Kids do make you age
HOW many times have you said to your kids, “You’ll give me more grey hairs!” or “You make me feel old”?
Well, you probably won’t be surprised to hear that having kids actually speeds up the ageing process.
A recent study performed by Northwestern University has revealed multiple pregnancies can cause women’s cells to age at a faster rate.
The study, led by Calen Ryan, Christopher Kuzawa and Dan Eisenberg, looked at two separate markers of cellular ageing in hundreds of women with varying reproductive histories.

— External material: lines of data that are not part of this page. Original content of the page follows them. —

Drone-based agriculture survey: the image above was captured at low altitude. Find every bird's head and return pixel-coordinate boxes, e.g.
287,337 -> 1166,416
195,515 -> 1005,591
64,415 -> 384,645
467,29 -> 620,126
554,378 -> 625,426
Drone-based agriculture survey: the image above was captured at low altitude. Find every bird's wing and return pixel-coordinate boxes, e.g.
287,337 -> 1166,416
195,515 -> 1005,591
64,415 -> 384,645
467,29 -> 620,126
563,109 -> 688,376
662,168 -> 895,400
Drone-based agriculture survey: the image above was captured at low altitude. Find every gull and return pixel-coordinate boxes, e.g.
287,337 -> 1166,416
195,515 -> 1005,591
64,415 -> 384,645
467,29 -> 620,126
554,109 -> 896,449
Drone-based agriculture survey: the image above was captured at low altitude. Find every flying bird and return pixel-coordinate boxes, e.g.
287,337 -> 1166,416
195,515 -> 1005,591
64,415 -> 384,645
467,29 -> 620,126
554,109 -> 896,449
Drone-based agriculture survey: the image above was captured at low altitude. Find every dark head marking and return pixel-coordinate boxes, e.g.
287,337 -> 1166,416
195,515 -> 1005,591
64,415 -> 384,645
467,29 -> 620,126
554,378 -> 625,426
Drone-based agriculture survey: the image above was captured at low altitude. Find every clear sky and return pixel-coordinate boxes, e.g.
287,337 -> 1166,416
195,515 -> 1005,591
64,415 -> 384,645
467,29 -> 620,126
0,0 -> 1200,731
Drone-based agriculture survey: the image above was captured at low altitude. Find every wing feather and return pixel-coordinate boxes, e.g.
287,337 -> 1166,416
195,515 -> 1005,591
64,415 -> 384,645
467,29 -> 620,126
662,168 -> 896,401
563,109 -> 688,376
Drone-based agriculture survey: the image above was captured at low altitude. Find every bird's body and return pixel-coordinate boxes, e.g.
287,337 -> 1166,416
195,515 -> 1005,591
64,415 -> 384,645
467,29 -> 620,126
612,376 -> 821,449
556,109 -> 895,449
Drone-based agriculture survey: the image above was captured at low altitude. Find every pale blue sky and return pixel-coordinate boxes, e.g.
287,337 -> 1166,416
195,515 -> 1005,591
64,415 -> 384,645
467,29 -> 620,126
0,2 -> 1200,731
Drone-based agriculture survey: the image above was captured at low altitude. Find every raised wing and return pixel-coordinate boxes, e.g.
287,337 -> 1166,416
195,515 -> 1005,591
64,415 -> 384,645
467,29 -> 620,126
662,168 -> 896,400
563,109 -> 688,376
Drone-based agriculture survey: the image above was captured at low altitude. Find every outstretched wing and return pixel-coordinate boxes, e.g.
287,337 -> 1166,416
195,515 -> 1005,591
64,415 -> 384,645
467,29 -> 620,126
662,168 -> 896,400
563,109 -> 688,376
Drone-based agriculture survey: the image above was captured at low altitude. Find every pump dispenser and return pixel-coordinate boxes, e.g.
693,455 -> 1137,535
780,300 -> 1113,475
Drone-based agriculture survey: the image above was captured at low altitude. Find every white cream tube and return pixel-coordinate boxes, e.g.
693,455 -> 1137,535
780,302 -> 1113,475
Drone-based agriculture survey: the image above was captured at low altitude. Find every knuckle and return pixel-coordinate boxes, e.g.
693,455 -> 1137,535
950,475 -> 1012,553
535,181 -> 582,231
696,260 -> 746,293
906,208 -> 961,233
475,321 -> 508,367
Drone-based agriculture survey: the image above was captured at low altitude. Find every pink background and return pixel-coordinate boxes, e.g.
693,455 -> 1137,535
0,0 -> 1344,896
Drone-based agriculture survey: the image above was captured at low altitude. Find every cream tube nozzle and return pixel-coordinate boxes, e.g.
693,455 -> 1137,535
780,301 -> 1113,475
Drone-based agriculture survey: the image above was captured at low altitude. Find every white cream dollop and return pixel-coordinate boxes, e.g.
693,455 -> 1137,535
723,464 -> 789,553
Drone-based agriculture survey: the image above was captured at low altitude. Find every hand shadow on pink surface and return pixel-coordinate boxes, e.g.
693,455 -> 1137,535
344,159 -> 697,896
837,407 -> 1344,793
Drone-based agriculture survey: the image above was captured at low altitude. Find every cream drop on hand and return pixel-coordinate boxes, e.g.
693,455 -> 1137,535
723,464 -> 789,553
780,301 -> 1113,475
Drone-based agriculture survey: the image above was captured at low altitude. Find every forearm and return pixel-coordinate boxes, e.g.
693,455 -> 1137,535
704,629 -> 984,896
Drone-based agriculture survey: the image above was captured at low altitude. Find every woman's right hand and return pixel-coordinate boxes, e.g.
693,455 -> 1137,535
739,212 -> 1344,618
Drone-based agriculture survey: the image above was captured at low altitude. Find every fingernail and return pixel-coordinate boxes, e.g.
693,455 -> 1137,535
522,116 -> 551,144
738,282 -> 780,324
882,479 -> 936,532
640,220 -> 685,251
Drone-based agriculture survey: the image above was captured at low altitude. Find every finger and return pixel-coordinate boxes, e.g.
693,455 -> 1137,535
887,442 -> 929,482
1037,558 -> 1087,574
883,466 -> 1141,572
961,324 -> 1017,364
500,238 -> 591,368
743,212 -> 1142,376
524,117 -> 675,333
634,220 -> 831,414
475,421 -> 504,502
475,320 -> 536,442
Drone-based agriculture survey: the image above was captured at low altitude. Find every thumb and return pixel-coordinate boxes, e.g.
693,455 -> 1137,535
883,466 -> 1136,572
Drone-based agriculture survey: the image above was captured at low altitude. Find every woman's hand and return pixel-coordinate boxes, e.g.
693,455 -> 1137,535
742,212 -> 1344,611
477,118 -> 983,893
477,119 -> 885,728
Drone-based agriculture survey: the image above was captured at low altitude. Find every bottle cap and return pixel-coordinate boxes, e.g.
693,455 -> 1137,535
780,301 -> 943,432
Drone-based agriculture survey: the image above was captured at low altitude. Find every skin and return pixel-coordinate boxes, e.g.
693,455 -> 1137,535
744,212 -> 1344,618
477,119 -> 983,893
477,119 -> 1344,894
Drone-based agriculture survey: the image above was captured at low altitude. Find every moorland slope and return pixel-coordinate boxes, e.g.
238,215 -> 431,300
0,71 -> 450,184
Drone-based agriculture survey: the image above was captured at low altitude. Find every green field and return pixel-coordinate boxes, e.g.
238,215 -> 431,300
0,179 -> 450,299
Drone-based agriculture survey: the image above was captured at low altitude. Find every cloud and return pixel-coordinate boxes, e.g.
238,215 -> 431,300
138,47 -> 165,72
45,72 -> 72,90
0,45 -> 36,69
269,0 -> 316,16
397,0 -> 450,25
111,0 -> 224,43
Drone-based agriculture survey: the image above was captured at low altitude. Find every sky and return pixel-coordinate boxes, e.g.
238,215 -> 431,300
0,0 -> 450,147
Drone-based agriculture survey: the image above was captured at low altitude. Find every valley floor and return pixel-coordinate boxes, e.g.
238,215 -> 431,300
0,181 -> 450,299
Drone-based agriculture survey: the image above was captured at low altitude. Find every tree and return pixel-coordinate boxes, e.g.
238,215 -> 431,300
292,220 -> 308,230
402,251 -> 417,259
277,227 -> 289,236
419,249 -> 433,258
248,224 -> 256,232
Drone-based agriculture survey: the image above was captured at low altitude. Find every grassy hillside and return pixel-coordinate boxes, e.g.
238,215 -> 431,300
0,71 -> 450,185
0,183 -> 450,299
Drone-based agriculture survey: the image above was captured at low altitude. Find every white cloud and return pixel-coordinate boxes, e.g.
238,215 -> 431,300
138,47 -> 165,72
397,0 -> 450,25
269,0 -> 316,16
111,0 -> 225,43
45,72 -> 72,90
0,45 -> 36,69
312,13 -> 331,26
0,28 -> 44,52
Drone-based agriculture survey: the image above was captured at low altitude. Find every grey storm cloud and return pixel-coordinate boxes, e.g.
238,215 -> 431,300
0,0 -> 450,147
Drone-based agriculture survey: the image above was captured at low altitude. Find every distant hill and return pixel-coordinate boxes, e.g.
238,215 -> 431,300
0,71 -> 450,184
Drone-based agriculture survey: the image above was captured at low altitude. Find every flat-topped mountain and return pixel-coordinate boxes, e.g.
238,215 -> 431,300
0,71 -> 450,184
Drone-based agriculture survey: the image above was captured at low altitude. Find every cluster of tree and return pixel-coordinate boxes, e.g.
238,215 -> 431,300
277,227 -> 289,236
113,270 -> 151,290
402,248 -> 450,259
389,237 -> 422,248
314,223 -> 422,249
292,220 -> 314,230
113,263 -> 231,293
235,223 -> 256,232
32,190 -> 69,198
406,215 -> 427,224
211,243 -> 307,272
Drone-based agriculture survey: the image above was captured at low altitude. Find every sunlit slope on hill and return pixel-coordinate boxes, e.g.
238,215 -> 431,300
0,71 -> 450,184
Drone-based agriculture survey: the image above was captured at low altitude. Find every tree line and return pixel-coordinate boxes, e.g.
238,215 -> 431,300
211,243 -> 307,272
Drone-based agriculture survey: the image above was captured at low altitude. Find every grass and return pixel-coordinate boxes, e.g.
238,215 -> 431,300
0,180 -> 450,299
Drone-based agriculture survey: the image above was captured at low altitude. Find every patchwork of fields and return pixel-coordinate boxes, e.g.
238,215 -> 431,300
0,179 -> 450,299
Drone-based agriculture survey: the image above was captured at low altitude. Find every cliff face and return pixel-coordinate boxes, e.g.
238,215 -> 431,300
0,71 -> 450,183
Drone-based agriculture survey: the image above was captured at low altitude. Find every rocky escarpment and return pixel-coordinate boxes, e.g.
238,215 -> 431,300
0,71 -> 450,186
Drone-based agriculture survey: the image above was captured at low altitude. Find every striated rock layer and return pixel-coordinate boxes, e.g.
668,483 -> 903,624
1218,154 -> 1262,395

“Telomere length and epigenetic age are cellular markers that independently predict mortality, and both appeared ‘older’ in women who had more pregnancies in their reproductive histories,” said Ryan, who is also a doctoral student in biological anthropology at Northwestern.
“Even after accounting for other factors that affect cellular ageing, the number of pregnancies still came out on top.” The actual numbers are quite surprising, with each additional pregnancy causing our cellular ageing to be accelerated by anywhere from six months to two years.
For someone who has been through three pregnancies, plus a third of another pregnancy, they are looking at a possible acceleration of more than 6½ years.
The study also revealed that pregnant women appeared younger in terms of epigenetic age.
So, when they are pregnant, they appear younger, but after having children, all that wonderful “pregnancy glow” takes them even further back than where they started.
“It’s an interesting situation in which pregnancy makes someone look temporarily ‘young,’ but there appears to be some lasting, cumulative relationship between the number of pregnancies and more accelerated biological age,” said Kuzawa, senior author of the study and a professor of anthropology at Northwestern.